Linda Dunion, campaign director of See Me Scotland, an alliance of five mental health associations, said she would be concerned if schools carried out height and weight checks without taking a holistic approach to emotional and mental health at the same time.

However, her experience of schools in East Renfrewshire was that they were proactive in raising awareness of mental health issues. "This could enable schools to pick up on problems that young people may have in terms of eating disorders - if they are below weight, for example."

She said it would be unfortunate if there was any suggestion that there was an ideal weight below which no one should be.

All Scottish pupils are weighed in P1 as part of a general health check.

The most recent results, in 2004-05, showed that 21.5 per cent of children in P1 were overweight, 9 per cent were obese and 4.4 per cent were severely obese.

Next year, the Scottish Executive will implement new plans to weigh P7 children in a three-year cycle to monitor their long-term health trends.
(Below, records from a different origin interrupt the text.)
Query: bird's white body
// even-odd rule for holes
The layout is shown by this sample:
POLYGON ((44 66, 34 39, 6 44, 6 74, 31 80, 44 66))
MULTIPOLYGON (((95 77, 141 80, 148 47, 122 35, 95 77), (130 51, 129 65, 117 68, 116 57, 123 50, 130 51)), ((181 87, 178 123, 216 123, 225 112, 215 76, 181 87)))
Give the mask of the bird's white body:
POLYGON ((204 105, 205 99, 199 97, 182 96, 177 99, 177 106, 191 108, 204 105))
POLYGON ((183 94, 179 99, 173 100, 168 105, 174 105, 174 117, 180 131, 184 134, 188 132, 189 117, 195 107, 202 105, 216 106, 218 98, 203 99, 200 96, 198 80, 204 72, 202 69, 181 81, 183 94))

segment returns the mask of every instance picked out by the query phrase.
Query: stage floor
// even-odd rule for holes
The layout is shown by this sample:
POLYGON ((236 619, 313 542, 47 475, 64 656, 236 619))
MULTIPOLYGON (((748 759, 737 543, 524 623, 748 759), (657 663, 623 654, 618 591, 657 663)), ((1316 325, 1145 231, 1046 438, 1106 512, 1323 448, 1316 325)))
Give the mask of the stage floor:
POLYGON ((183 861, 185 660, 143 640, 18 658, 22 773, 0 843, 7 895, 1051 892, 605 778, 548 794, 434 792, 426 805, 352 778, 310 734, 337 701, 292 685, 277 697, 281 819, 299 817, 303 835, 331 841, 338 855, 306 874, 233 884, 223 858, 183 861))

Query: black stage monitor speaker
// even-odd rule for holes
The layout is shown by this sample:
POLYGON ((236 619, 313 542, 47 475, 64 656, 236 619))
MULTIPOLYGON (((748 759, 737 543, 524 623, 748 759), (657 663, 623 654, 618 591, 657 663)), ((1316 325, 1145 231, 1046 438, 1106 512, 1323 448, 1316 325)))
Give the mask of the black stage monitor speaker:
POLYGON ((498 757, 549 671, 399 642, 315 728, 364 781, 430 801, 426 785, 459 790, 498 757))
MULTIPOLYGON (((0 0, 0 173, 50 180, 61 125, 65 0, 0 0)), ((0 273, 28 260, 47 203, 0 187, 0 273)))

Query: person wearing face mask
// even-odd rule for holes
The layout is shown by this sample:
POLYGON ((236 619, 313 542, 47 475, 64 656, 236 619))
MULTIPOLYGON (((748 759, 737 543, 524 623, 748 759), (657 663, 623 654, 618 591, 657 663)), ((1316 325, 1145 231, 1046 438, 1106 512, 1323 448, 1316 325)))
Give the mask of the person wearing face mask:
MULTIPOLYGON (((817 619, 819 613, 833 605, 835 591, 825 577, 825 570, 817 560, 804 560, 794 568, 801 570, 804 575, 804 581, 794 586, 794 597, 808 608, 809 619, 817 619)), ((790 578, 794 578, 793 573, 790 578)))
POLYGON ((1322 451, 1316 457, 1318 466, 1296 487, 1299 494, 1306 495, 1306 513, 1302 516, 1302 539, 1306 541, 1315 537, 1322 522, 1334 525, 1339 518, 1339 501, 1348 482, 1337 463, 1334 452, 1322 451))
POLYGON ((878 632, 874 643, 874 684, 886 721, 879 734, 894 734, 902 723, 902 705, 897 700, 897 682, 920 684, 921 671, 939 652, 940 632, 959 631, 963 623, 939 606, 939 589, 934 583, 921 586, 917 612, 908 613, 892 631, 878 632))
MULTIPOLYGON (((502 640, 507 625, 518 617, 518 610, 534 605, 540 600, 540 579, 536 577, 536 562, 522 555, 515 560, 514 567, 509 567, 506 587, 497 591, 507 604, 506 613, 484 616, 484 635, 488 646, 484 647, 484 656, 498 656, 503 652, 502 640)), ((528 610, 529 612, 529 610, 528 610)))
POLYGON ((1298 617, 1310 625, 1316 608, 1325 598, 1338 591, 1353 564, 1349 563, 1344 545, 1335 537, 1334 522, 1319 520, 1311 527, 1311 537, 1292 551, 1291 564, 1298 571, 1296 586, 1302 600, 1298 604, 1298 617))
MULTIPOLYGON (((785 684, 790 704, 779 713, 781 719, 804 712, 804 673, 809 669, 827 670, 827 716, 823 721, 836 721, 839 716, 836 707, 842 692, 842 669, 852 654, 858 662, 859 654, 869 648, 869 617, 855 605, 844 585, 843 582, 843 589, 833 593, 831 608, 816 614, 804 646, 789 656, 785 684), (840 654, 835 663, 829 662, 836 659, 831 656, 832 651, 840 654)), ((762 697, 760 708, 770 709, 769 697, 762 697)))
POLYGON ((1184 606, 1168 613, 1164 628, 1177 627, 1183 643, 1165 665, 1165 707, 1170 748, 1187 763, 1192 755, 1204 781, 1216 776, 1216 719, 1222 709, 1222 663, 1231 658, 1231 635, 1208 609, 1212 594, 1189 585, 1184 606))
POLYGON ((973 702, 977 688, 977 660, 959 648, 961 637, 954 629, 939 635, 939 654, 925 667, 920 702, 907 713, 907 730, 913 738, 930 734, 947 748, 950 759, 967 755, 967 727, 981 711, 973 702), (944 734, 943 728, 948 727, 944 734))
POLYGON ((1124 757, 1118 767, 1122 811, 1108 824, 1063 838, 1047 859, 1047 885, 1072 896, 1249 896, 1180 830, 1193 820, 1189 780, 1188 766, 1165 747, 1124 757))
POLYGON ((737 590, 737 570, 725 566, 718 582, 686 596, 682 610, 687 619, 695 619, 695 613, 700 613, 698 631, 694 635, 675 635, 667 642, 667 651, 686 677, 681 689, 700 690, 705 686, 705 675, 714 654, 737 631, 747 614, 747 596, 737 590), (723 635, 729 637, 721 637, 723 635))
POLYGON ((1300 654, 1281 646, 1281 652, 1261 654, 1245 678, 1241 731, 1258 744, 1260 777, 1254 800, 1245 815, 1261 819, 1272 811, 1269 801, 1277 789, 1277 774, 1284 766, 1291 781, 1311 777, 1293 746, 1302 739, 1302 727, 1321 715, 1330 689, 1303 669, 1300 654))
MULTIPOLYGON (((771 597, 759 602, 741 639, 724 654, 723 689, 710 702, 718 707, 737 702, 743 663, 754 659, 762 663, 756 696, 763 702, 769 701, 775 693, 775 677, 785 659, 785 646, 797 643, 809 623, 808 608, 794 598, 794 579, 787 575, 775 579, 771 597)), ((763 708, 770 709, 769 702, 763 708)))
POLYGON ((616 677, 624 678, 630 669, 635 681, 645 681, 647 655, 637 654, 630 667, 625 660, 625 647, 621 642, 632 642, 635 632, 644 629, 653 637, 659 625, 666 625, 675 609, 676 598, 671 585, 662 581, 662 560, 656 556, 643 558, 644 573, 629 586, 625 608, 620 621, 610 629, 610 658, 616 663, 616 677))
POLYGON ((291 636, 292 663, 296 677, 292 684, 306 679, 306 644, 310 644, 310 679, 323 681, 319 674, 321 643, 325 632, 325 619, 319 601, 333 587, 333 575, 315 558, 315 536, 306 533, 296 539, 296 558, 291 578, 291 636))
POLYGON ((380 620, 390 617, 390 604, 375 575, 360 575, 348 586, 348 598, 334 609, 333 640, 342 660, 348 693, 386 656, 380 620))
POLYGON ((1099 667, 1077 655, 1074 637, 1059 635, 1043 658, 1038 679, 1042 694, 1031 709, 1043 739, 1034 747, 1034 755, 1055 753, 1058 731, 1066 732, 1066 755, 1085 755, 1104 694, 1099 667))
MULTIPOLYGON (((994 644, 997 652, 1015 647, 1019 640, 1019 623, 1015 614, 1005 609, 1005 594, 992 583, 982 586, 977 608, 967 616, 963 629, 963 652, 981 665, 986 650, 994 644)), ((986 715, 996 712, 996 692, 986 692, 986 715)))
In East Renfrewshire, all pupils will be weighed and measured at the P1, P4, P7 and S3 stages, in what the council describes as "a drive to fight obesity at one end of the scale and low weight at the other".

Initial screening by health visitors of pre-school children born in 2001 showed that 19.3 per cent were overweight and 7.4 per cent obese. Figures for P1 pupils screened by the school nursing service show 14.6 per cent overweight and 3.5 per cent obese.

A spokesperson for East Renfrewshire said: "Although the figures are below national averages, education, social work and health chiefs are concerned at the findings."

"Surprisingly, the results also show that children in East Renfrewshire's wealthier areas are more likely to be obese, a factor which bucks national trends. Low weight children are most likely to live in parts of Barrhead and Neilston. Anecdotal evidence from schools suggests that more affluent parents tend to give children less healthy snacks and packed lunches."

Education officials and the community health care partnership which link health and social work in East Renfrewshire have drawn up an action plan.

It includes making all the council's nursery schools and family centres friendly to breast-feeding mothers to boost good nutrition from birth.

The plan will also encourage nursery schools to work with parents on family cookery courses, aim to increase physical activity for pupils from pre-school right through primary and secondary, and tackle the relatively low 42 per cent uptake of school meals.